- The Netflix series Stranger Things won acclaim this year by repackaging widely familiar '80s pop culture references. It might easily have seemed like a rip-off, but the key to the show's success was the nerdish sensitivity its source material was handled with—the end product felt like fully realised fan fiction. A Band Called Flash do something similar with '80s dance music. Hints of LinnDrum-era Prince, François K dub mixes and proto-house all feature on their second, self-titled EP. Like in Stranger Things, what's remarkable about this music is how well-executed those influences are.
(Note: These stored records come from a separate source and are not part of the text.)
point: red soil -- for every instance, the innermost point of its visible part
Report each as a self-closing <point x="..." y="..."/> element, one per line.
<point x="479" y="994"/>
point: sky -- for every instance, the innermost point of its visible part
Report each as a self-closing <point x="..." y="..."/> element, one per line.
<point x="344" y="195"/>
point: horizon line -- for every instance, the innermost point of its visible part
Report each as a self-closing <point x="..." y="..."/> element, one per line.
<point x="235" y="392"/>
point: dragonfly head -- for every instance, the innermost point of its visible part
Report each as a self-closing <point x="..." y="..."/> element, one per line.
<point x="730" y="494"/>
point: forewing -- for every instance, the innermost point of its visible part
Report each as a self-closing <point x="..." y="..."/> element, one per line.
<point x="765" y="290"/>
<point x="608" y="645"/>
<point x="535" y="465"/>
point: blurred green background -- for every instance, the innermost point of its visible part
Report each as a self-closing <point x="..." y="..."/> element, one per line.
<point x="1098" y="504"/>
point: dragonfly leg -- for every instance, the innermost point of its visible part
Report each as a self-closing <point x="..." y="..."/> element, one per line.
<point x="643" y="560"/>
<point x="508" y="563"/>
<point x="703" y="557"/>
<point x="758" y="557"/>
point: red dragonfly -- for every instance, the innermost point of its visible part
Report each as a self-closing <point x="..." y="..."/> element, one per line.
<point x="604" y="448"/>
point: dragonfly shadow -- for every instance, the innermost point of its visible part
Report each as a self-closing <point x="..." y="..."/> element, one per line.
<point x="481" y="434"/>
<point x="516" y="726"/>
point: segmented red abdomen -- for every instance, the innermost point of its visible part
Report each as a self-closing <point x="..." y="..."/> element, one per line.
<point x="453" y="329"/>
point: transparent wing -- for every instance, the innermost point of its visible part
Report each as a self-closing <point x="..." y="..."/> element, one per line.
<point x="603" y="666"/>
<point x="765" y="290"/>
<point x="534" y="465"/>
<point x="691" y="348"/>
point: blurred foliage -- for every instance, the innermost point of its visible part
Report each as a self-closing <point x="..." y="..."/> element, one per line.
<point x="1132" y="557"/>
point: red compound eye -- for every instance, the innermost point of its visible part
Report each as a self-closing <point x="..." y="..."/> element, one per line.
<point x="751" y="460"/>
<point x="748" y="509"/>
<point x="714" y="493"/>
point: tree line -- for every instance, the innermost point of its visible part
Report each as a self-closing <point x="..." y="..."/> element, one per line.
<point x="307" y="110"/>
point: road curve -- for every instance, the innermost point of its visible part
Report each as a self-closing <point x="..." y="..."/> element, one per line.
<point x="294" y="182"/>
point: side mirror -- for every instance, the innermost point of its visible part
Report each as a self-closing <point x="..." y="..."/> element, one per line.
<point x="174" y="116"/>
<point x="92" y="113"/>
The band make a habit of deploying subtle earworm melodies, and much of their work sounds as though it was recorded in 1981. In fact, when I first heard "Phantom," played by Antal at this year's Dekmantel festival, I was convinced it was an old record.
One reason A Band Called Flash sounds so authentic is Ron Trent, the band's executive producer. It's no exaggeration to say Trent is one of the greatest house producers of all time. He was present at the genre's birth, the first DJ he heard play live was Ron Hardy and he's remained a mainstay since. His influence is all over this EP. Most notable is "Starfall," mixing zingy guitars with bass and synth flourishes common in Trent productions.
"E.L.L.A." and "Volans" are also solid, but "Phantom" is the real pick. The track will instantly lift the mood of any set, and there's musicianship to match the functionality. Its slap bass and chords are close to Level 42's "Starchild," an often overlooked record favoured by David Mancuso. This ability to reinvent obscure nooks of the disco canon is what makes A Band Called Flash so enticing.